Immagine di Julia Margaret Cameron (1867).

Gli alogenuri d’argento

Fra le sostanze che subiscono alterazioni in presenza di luce, per noi riveste particolare importanza il nitrato d’argento, o meglio alcuni composti chimici derivati, chiamati alogenuri d’argento: il bromuro, il cloruro e lo ioduro. Alcune proprietà di questi sali erano già state notate nel XIII e XVII secolo, ma i primi esperimenti scientifici sul loro annerimento furono pubblicati nella metà del ‘700 da J. H. Schulze, da Giovanni Battista Beccaria e da J. Senebier. Di grande importanza ai fini della divulgazione fu il trattato “Aeris atque ignis examen chemicum” di K. W. Scheele, avvenuta ad Uppsala nel 1777, testo tradotto l’anno dopo in francese ed in inglese; in particolare Scheele aveva notato la velocità di annerimento del cloruro d’argento in presenza della frangia violetta della luce e che il prodotto annerito risultava insolubile in ammoniaca a differenza di quello che non era stato colpito dalla luce.
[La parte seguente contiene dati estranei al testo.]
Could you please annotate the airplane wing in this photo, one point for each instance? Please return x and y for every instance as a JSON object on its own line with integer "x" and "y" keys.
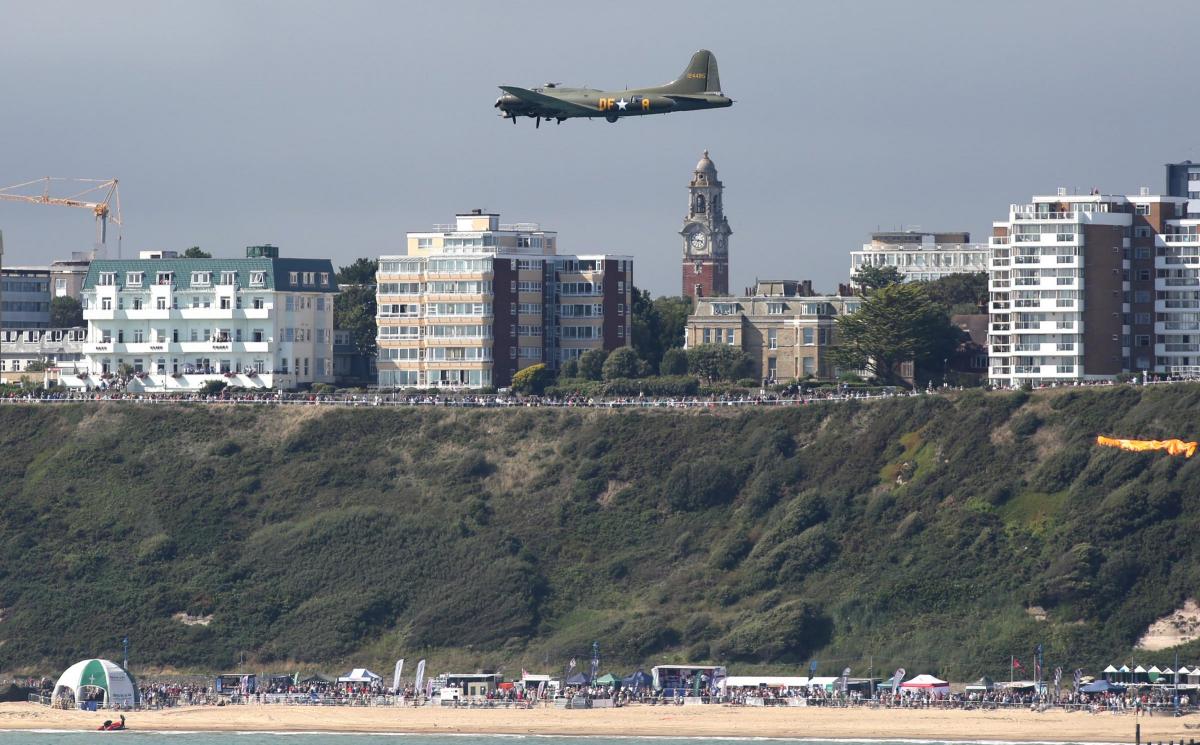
{"x": 550, "y": 102}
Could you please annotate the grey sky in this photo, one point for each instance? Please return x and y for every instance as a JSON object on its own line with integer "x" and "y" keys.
{"x": 331, "y": 128}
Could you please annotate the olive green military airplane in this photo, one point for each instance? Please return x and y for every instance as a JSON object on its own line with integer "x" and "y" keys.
{"x": 697, "y": 88}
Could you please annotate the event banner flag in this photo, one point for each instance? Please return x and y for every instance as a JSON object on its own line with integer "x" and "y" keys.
{"x": 420, "y": 676}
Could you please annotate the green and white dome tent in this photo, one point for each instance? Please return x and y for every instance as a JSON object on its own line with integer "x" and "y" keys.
{"x": 97, "y": 680}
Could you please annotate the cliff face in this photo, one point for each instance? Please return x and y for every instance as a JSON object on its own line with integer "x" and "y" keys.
{"x": 942, "y": 534}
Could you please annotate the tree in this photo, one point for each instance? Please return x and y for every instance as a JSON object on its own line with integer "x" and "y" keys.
{"x": 719, "y": 362}
{"x": 361, "y": 271}
{"x": 961, "y": 292}
{"x": 675, "y": 362}
{"x": 894, "y": 324}
{"x": 66, "y": 313}
{"x": 871, "y": 278}
{"x": 354, "y": 311}
{"x": 592, "y": 364}
{"x": 533, "y": 379}
{"x": 658, "y": 325}
{"x": 623, "y": 362}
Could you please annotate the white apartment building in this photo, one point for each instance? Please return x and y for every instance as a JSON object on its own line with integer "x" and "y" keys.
{"x": 1087, "y": 287}
{"x": 471, "y": 304}
{"x": 922, "y": 256}
{"x": 174, "y": 324}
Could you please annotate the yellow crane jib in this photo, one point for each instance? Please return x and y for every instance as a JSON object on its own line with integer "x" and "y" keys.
{"x": 1170, "y": 446}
Un’altra scoperta, a mio avviso determinante quanto la precedente ma a volte trascurata, è quella di sir John Herschel, scienziato poliedrico a cui la fotografia deve molto: una serie di fruttuose ricerche sulla sensibilità alla luce di varie sostanze, i termini negativo-positivo e la scoperta nel 1819 della capacità del tiosolfato di sodio di rendere solubili alcuni sali d’argento. Venti anni dopo egli scoprì che l’iposolfito (come erroneamente viene chiamato dai fotografi), interviene solo su quei sali che non sono anneriti in modo molto più efficace che non l’ammoniaca.


L’ annerimento diretto

Già alla fine del ‘700 Humphry Davy e Thomas Wedgwood, quest’ultimo figlio di quel Josiah fabbricante di porcellane che aveva dipinto un servizio da tavola per Caterina di Russia utilizzando una camera obscura, tentarono di ottenere delle immagini ponendo sul fondo della magica scatola dei fogli di carta impregnati di nitrato d’argento, ma i loro tentativi fallirono. Wedgwood riuscì invece ad ottenere delle silhouette per contatto: stendeva una soluzione di nitrato d’argento su carta o cuoio chiaro, vi appoggiava sopra degli oggetti opachi o disegni su vetro ed esponeva il tutto al sole; solo le zone colpite dalla luce scurivano, disegnando i contorni. Davy utilizzò il cloruro d’argento, più rapido, ma in entrambi i casi le immagini così ottenute potevano essere osservate solo per brevi periodi con luce debole, poiché anche le parti chiare finivano poi per annerire completamente: i due non avevano letto il trattato di Scheele.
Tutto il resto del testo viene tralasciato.